Dive Brief:
- The U.S. Department of Energy's Office of Electricity Delivery and Energy Reliability (OE) has announced roughly $900,000 in funding for research at three universities, focused on wholesale markets and transmission design with an eye towards reducing risks to the grid.
- DOE will award Virginia Polytechnic Institute and State University more than $350,000 to develop a probability-based model for cost-effective renewables integration.
- The University of Utah and Pennsylvania State University were also tapped for research grants, focusing respectively on transmission planning algorithms and flexible scheduling models.
Dive Insight:
DOE says the new research will focus on three areas that are "transforming electricity markets" — wholesale market operations, transmission system design, and demand-side participation.
A year ago, through the same funding mechanism, the office awarded nearly $1.8 million to five academic institutions in California, Iowa, New York and Texas.

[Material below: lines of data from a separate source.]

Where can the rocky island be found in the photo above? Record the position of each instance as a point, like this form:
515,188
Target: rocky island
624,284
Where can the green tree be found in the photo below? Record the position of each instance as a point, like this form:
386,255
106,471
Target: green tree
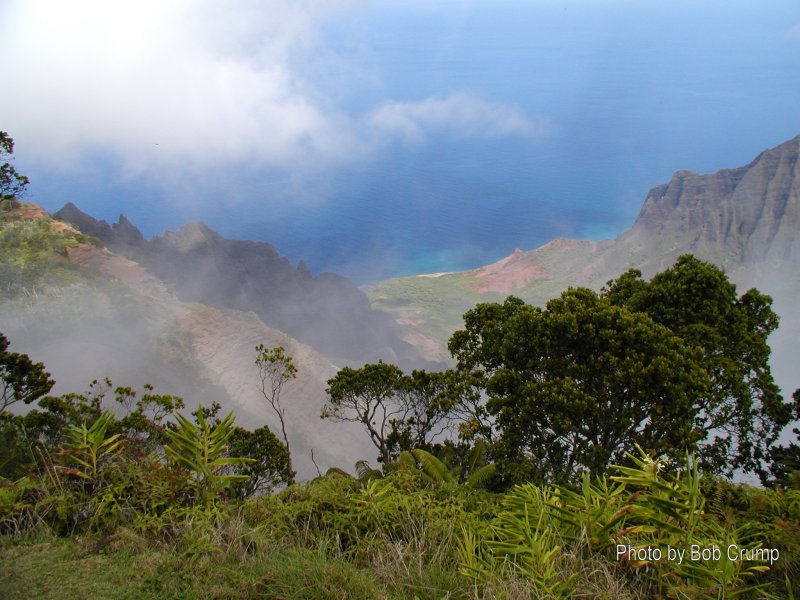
742,410
269,466
425,401
21,379
784,469
275,370
370,396
12,184
203,450
573,386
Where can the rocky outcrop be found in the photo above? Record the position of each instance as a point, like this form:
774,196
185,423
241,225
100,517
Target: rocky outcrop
735,217
328,312
746,220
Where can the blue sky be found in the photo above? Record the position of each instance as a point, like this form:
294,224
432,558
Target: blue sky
385,138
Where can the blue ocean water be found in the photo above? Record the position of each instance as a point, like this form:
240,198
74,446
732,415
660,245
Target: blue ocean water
620,95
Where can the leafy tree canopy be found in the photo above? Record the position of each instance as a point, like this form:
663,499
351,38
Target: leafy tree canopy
675,364
12,184
21,380
573,386
742,409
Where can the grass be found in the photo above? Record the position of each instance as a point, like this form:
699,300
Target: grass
64,568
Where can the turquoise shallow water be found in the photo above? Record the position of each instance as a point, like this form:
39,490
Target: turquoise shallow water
620,96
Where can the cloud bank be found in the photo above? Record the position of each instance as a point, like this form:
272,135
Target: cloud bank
187,83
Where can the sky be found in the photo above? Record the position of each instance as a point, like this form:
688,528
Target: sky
378,139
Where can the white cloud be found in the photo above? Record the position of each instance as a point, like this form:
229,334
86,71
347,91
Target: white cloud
186,82
460,114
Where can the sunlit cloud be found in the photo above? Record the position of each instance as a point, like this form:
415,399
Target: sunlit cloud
460,114
185,83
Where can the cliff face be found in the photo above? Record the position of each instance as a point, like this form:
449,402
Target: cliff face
111,317
735,217
745,220
328,312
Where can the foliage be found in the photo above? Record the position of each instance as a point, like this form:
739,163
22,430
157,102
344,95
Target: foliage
268,463
21,379
784,469
275,370
572,386
369,396
12,184
201,449
741,410
89,447
399,411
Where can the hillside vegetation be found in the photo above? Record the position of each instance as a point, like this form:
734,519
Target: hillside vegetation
581,449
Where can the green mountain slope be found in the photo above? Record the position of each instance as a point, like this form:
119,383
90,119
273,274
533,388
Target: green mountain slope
746,220
88,313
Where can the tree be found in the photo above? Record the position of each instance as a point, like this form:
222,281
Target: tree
22,380
370,396
276,369
425,401
574,386
270,461
785,460
12,184
742,409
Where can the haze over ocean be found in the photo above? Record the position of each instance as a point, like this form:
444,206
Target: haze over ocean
390,138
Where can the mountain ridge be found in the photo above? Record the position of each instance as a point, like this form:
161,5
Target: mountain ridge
746,220
326,311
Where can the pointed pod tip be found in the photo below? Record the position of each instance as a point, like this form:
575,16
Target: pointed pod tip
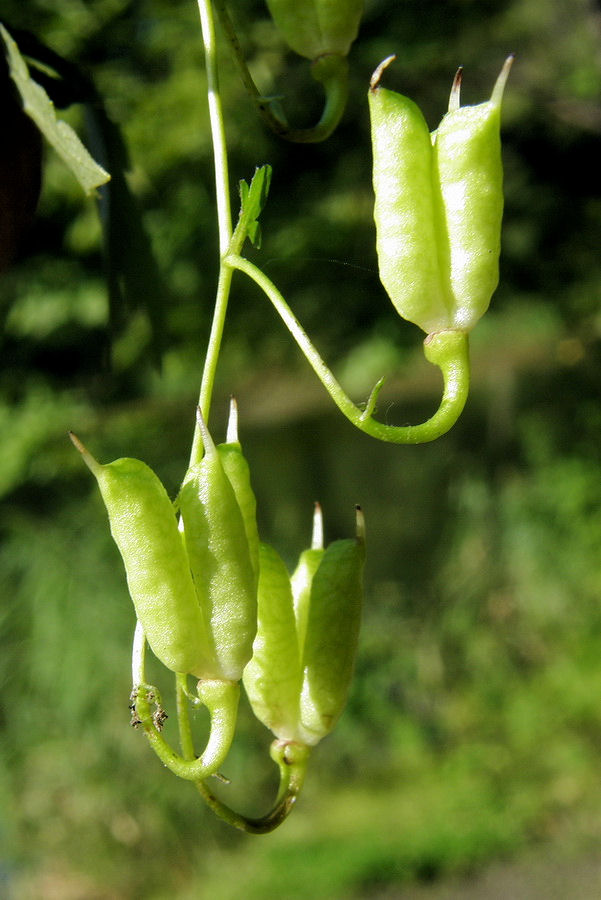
375,78
232,423
207,440
455,96
497,92
92,464
317,533
359,524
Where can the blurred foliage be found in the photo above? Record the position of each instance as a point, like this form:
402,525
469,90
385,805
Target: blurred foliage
473,728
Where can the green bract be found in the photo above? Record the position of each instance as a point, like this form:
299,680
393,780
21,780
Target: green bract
438,207
313,28
194,587
298,678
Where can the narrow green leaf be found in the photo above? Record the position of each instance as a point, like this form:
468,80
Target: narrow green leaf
39,107
252,201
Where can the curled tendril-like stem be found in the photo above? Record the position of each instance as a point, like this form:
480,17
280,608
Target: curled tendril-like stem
449,350
330,70
221,699
291,759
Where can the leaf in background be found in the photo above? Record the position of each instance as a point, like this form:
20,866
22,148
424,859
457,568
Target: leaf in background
40,108
252,201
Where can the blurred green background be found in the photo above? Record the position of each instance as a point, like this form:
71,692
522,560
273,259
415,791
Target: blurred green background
473,732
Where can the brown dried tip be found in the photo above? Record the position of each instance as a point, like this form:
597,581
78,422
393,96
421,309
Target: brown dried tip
375,78
87,457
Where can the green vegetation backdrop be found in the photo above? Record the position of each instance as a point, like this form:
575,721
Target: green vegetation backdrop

Patricia Hoffman, acting assistant secretary for OE, wrote that the funding "is another important step in helping to ensure the reliable, resilient efficient, and secure delivery of electricity to America’s businesses and consumers."
The early-stage research is largely focused on algorithmic solutions and mathematical foundations.
At Pennsylvania State University, Hoffman explained, researchers will focus on a computational method for "solving the optimal transmission plan under uncertainty in future generation with multiple decision periods applied to a large power system network."
The end result of the project is hoped to be a reduction in the computation time required to solve for the best high-voltage transmission lines to add to the existing grid, when the location of future renewable energy is unknown.
At the University of Utah, researchers will work on mathematical foundations, implementation practices, and models for performing "stochastic continuous-time unit commitment" in the operation of wholesale markets.
Virginia Tech's project will seek to develop a production costing tool that can account for the variability of solar arrays and wind farms, "and treat them as generation candidates in a power system expansion plan, unlike the current practice of using them as negative loads."